Electron microscopes are usually of the conventional type (as in TEM), or scanning type (SEM or STEM). In a conventional microscope an image is formed with a lens after the sample, but in the scanning type the sample is illuminated with a small focused scanning probe, generated before the sample. In optical microscopy both these types also exist, but for many years now confocal microscopes, which combine a scanning probe with a lens and single element detector after the sample, have been used to great benefit.
The system can also be parallelized, by using arrays of illuminating spots and detector elements, to speed up the imaging process. The arrays are thus situated in image planes before and after the sample, unlike techniques such as differential phase contrast, selected area diffraction or ptychography, where detectors are placed in the Fourier plane.In the general system with a source and detector array, effectively we generate a four-dimensional (4D) signal from a 2D object. This image is thus highly redundant, and many approaches can be considered for reconstructing the object. In general, the final result is an image with twice the spatial frequency bandwidth of either the conventional or scanning types.

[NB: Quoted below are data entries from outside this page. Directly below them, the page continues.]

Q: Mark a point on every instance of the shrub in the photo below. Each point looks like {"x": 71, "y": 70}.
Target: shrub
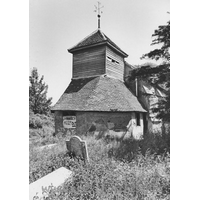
{"x": 105, "y": 176}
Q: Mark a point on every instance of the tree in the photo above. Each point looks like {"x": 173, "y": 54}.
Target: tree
{"x": 38, "y": 101}
{"x": 159, "y": 76}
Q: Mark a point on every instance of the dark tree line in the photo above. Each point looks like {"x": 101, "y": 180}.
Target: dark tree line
{"x": 159, "y": 76}
{"x": 38, "y": 101}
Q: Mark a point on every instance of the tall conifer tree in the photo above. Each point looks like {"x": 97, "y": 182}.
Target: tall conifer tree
{"x": 38, "y": 101}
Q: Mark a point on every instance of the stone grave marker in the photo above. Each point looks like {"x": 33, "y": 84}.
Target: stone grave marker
{"x": 77, "y": 148}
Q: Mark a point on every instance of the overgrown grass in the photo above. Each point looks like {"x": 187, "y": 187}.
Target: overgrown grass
{"x": 117, "y": 169}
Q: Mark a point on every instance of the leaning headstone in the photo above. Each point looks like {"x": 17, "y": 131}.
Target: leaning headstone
{"x": 77, "y": 148}
{"x": 40, "y": 188}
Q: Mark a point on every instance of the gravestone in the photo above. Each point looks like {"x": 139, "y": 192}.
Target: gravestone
{"x": 77, "y": 148}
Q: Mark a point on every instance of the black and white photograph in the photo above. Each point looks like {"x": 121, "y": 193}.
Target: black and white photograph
{"x": 99, "y": 99}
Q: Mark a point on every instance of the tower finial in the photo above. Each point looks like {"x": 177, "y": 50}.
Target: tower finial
{"x": 98, "y": 9}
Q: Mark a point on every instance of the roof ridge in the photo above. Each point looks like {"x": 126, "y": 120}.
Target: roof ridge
{"x": 84, "y": 39}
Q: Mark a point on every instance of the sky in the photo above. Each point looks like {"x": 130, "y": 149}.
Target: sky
{"x": 57, "y": 25}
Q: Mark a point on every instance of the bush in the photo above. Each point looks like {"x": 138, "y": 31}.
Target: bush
{"x": 105, "y": 176}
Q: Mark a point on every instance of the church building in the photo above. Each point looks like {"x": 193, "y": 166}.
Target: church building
{"x": 97, "y": 94}
{"x": 98, "y": 98}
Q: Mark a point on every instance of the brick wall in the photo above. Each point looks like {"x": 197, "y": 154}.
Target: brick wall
{"x": 101, "y": 120}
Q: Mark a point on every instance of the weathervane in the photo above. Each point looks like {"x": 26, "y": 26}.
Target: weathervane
{"x": 98, "y": 9}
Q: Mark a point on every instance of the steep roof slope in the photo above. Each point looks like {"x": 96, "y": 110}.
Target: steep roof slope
{"x": 100, "y": 93}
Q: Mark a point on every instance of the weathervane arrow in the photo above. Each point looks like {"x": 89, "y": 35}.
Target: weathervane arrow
{"x": 98, "y": 9}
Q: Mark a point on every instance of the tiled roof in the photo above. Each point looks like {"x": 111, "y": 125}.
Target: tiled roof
{"x": 100, "y": 93}
{"x": 97, "y": 37}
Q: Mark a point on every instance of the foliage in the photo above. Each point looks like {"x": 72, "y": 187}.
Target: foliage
{"x": 145, "y": 176}
{"x": 38, "y": 101}
{"x": 159, "y": 76}
{"x": 41, "y": 129}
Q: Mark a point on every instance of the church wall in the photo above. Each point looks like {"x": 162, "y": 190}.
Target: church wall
{"x": 103, "y": 121}
{"x": 114, "y": 64}
{"x": 89, "y": 62}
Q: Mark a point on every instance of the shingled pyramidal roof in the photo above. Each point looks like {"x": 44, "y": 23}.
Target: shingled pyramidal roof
{"x": 94, "y": 39}
{"x": 99, "y": 93}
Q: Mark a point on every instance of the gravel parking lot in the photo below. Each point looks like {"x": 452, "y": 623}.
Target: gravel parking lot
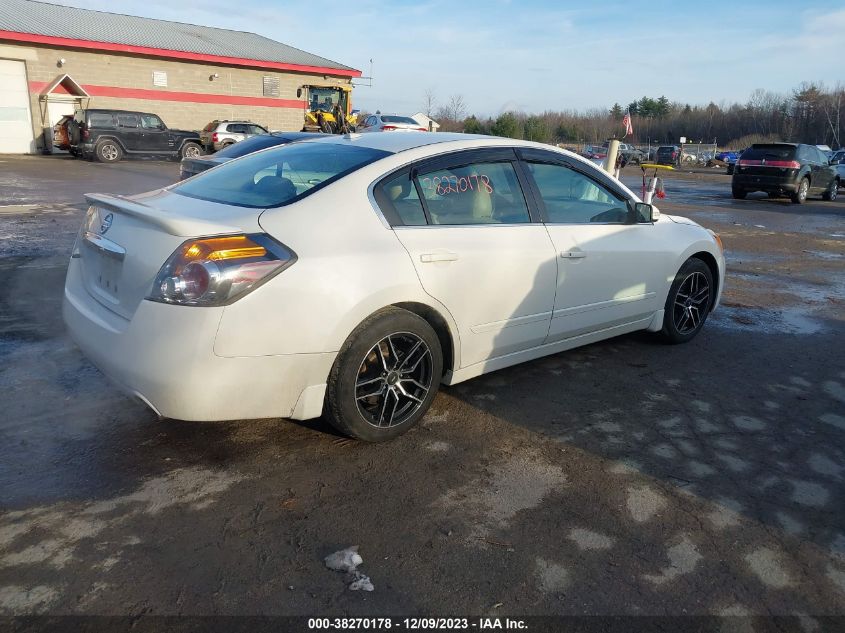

If we illuminate with a focused spot, and detect with a detector array, one algorithm to process the resulting 4D signal is to assume that the imaged object point for a particular detector element is not the point illuminated, but the combination of illumination and detection, corresponding to a point midway between these two. This approach is called pixel reassignment. By summing over the pixel elements, an improved resolution is obtained, but more importantly, a much stronger signal can be recorded. The resulting system is called image scanning microscopy. Further improvement in resolution can be obtained by using multi-image deconvolution techniques.